Six years later, the battleground had shifted dramatically. Specter voted for the 2009 stimulus bill and was a key vote to pass Obamacare. His plummeting popularity led him to switch parties to avoid a primary rematch with Toomey. Specter lost the Democratic primary, and Toomey was elected to the Senate over Admiral Joe Sestak in another close election. Today, state Republican establishment figures are celebrating the reelection of Toomey, who, 12 years ago, they argued was “too conservative” to win in Pennsylvania.
Transformational Change on the Horizon
Pennsylvania’s gradual move away from its dark-blue, union-dominated past was reinforced, not revealed, by this election. As the trend continues, state lawmakers will become more likely to seize opportunities for transformational change.
In 2015, the Pennsylvania senate passed a paycheck protection bill, something Republican leaders scoffed at just a few years ago but which is now supported by two-thirds of state voters spanning party lines. The state house did not hold a vote on the reform, but it is primed to be a major issue in the coming session.
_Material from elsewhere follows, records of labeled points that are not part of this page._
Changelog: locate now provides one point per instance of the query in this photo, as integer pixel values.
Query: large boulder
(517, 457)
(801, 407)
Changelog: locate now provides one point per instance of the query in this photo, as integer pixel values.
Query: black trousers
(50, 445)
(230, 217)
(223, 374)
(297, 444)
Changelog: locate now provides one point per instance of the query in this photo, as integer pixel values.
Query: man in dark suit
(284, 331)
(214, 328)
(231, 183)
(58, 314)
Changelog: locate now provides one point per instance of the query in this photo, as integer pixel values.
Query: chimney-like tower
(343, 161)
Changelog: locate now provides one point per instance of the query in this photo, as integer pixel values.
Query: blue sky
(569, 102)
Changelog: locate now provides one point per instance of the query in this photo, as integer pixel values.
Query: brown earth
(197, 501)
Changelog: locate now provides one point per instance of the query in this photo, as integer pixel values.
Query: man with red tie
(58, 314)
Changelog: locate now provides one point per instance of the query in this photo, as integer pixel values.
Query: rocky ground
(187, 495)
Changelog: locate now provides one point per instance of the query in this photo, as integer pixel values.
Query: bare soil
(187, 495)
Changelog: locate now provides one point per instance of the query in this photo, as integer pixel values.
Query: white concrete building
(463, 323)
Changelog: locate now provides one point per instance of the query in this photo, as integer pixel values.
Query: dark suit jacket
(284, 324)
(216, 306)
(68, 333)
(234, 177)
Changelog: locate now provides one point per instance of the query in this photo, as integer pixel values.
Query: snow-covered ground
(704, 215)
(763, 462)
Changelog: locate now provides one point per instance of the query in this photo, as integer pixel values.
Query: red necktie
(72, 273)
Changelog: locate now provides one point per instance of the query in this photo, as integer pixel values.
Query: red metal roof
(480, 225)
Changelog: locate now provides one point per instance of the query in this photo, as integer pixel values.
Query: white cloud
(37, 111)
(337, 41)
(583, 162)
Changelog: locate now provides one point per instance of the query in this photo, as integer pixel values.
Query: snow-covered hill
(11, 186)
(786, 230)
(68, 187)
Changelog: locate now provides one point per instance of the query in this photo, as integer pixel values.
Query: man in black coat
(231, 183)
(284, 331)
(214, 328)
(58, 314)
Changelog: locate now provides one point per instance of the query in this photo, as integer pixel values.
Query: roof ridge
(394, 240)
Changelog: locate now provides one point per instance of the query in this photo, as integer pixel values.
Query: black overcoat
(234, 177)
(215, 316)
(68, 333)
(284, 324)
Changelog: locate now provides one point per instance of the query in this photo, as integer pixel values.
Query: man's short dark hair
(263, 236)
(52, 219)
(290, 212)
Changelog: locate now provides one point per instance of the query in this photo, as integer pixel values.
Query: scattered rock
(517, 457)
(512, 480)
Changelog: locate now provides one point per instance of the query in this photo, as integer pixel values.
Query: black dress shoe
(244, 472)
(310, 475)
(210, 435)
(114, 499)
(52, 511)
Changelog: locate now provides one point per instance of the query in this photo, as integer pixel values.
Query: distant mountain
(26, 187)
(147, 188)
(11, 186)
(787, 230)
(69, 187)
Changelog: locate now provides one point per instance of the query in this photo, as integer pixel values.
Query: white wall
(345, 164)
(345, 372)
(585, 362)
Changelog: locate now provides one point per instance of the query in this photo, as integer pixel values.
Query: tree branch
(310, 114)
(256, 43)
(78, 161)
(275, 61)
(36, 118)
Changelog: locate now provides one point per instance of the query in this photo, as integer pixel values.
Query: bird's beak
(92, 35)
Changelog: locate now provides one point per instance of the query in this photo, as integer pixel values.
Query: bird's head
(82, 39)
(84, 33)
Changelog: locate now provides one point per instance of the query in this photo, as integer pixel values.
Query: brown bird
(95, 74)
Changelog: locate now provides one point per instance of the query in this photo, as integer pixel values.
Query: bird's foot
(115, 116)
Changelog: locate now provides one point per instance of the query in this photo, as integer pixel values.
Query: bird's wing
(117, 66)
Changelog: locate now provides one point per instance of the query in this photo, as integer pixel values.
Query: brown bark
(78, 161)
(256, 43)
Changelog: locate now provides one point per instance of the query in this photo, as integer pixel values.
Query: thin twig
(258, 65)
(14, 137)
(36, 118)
This October, lawmakers made another run at meaningful public sector pension reform—devising a bill that the Pew Research Center called “a major turn-around among states” and which would be the nation’s largest pension reform measure in terms of dollars moved to a defined contribution plan. With no Democratic support, the measure fell just three votes short of passage in the house. The senate would have passed it easily.
Recent Republican election pickups alone should provide the support needed to push it across the legislative finish line. With the right governor, Pennsylvania could be the largest state ever to reform public pensions. Liquor privatization advocates are sure to continue their reform push. And there is more to come. There is a crying need for expanded school choice, as tens of thousands of students sit on waiting lists for scholarships or charter schools. Legislation to create education savings accounts—patterned after those in Arizona and Florida—has been proposed and could be the next fight for parental choice in education.
Government unions once could be relied upon to block such reforms. But their power in Pennsylvania is weakening. Their chosen candidates—including Toomey’s opponent, Katie McGinty, who benefited from $6 million in support from union-funded PACs and super-PACs—face tough headwinds. Indeed, despite the millions spent by labor leaders in 2016, they failed to oust any lawmakers who supported pension reform, liquor store privatization, school choice, or paycheck protection.
While Republican lawmakers in states like Wisconsin and Michigan took on major labor reforms with success—both are now right-to-work states, for example—Pennsylvania’s transformation has been bubbling beneath the surface, less visible to national observers if no less important. And election results in Wisconsin, Pennsylvania, and Michigan prove that lawmakers can take on powerful government unions, win at the ballot box, and secure victories for taxpayers.
Pennsylvania’s red showing on Election Day surprised many, but it shouldn’t have. The Keystone State is on the brink of reforms that could spread like brushfire.
Nathan Benefield is vice president and chief operating officer of the Commonwealth Foundation, Pennsylvania’s free-market think tank. Gerard Alexander is an associate professor of politics at the University of Virginia and a member of the board of directors of the Commonwealth Foundation.